2.4. Measurement of the target and control proteins
To perform protein measurements with the functionalized sensors, serial dilution of recombinant human IL-8 protein (Abcam, Cat.# ab259397), with concentrations ranging from 273 aM to 100 nM (1:6 dilution) in artificial saliva (LCTech GmbH) was prepared. By connecting the sensor to the OBR device and placing the tip of the fiber in the vial with 300 µl of IL-8 protein solution, measurements were performed starting from the artificial saliva as a blank solution.
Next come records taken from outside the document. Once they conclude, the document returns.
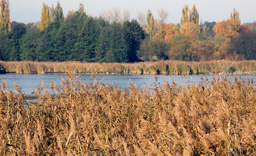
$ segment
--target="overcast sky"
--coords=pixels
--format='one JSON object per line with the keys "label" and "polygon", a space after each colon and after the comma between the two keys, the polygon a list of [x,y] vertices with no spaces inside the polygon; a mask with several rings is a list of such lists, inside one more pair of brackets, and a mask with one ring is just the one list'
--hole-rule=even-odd
{"label": "overcast sky", "polygon": [[163,7],[169,14],[167,23],[178,23],[184,5],[187,4],[191,9],[195,3],[203,22],[226,20],[234,8],[239,11],[242,23],[256,20],[256,0],[9,0],[11,20],[25,23],[39,21],[43,2],[55,6],[58,1],[65,15],[69,10],[77,10],[80,3],[83,3],[86,13],[93,16],[117,7],[121,12],[129,11],[131,18],[136,18],[138,11],[145,14],[149,9],[155,19],[158,18],[157,9]]}

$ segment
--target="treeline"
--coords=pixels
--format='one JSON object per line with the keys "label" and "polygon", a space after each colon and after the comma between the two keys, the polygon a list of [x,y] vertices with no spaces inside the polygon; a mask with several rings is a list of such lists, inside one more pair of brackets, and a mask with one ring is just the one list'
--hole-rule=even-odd
{"label": "treeline", "polygon": [[80,4],[77,11],[70,11],[64,17],[58,2],[55,7],[43,3],[40,21],[25,24],[11,23],[9,1],[1,2],[0,15],[4,17],[0,20],[2,61],[129,63],[256,59],[256,23],[241,24],[235,9],[228,20],[203,24],[195,5],[189,9],[185,5],[180,23],[168,24],[168,12],[163,9],[158,11],[159,19],[155,19],[149,9],[146,15],[139,13],[137,20],[130,20],[128,11],[122,18],[116,8],[93,17]]}
{"label": "treeline", "polygon": [[36,24],[13,22],[7,35],[2,31],[1,60],[135,62],[145,37],[136,20],[110,24],[87,15],[82,6],[65,20],[42,23],[41,30]]}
The position of the sensor within the vial and overall setup can be seen in Fig. 2. For each protein concentration, 10 measurements were performed with an interval of 1 min. By using data on the response of the sensor at the lowest IL-8 concentration as a blank value and the maximum standard deviation the following equation was used for calculation of limit of detection (LoD); LoD =${f^{ - 1}}({{y_{blank}} + 3{\sigma_{max}}} )$. To ensure the replicability of obtained results, detection of IL-8 with functionalized sensors has been demonstrated by repeating measurements with three sensors. Collected data on the sensor response to different protein concentrations was analyzed using MATLAB software.
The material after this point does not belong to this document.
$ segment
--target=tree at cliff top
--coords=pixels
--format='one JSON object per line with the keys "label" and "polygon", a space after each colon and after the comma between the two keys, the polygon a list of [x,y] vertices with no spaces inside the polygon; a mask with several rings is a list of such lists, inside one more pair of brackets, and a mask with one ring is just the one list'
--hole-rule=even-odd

Fig. 1. Steps in the functionalization of the ball resonator at the tip of the optical fiber sensor for IL-8 protein measurement.
Fig. 2. The experimental setup shows a fiber optic ball resonator sensor that was used to detect IL-8 protein. A. A general setup with the sensor connected to an interrogator and a computer for data collection and analysis. B. A magnified view of the fiber optic ball resonator sensor (circled) inside the vial for protein measurement.
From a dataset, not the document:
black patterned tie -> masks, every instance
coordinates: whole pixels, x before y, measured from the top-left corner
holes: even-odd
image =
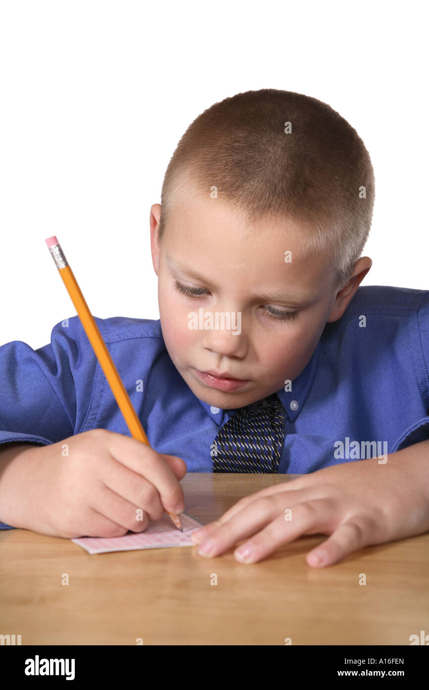
[[[277,473],[285,420],[276,393],[237,410],[211,444],[213,471]]]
To check the selectivity of the functionalized sensor, measurements with control proteins were conducted maintaining the same conditions. As controls, carcinoembryonic antigen (CEA), and lysozyme proteins were used. The specificity of the biosensor has been further verified by comparing the amplitude change of two sensors during measurements of the target protein: sensor functionalized with IL-8 antibodies and a negative control sensor (with no antibodies).
2.5. Surface morphology analysis
The height and roughness of the surface coating were evaluated using a JPK Nanowizard 4XP AFM (Bruker Instruments Germany) coupled with an inverted ZEISS Axio Observer 7 microscope (ZEISS Instruments Germany) to analyze the surface morphology of the ball surface following each step of the functionalization process. The scanning parameters of 0.5nN setpoint, z-speed of 40 m/s, and scan rate of 1 Hz were applied to a RESPA20 probe (Bruker, Germany) with a nominal spring constant K = 0.9 N/m, resonant frequency f = 20 kHz, and radius r = 8 nm. A scanning area of 10µm × 10µm was used to probe the broad view of the ball in order to observe the homogeneity of the surface prior to acquiring numerous 1µm × 1µm images with a resolution of 5 nm/pixel in the X-Y plane. All images were acquired using QI Biomolecules in liquid mode in PBS at room temperature. Images were visualized using Gwyddion software. For each layer, three different samples were obtained, each with at least 10 different 1µm × 1µm regions for statistical analysis. GraphPad Prism 9 was used to conduct statistical tests to accurately quantify the dispersion in surface height and root-mean-square (RMS) roughness, as well as the statistical significance of the results between various phases.
3. Results and discussion
3.1. Fabrication and calibration of ball resonators (BR)
To detect IL-8 proteins in saliva, BR were fabricated and interrogated with the OBR device to check their sensitivity to the changes in the RI. The interrogation of the fabricated ball resonators helps to evaluate the sensitivity and quality of the response produced by the fabricated sensors to the RI changes of the media. The two-sided profilometry of the spheres on the tip of single-mode fibers is shown in Figure S2. Figure S3 shows the microscopic image of a BR sensor. The performance of sensors was evaluated based on the reflection spectra and changes in amplitude. Given the high responsiveness of the sensor to the changes in RI and a desirable decrease in the return power as evidenced by Figure S4, these sensors were selected for further functionalization steps and were used during measurements with IL-8 and control proteins. Figure S5 demonstrates a consistent decrease for all three sensors in the amplitude changes with increasing RI values. A linear trend was observed for three sensors with a coefficient of determination ${R^2}$>0.99. Fabricated BR act as weak interferometers that are responsive to external physical stimuli. To achieve the detection of a specific analyte, sensing units were further functionalized to develop a biosensor specific to the IL-8 protein.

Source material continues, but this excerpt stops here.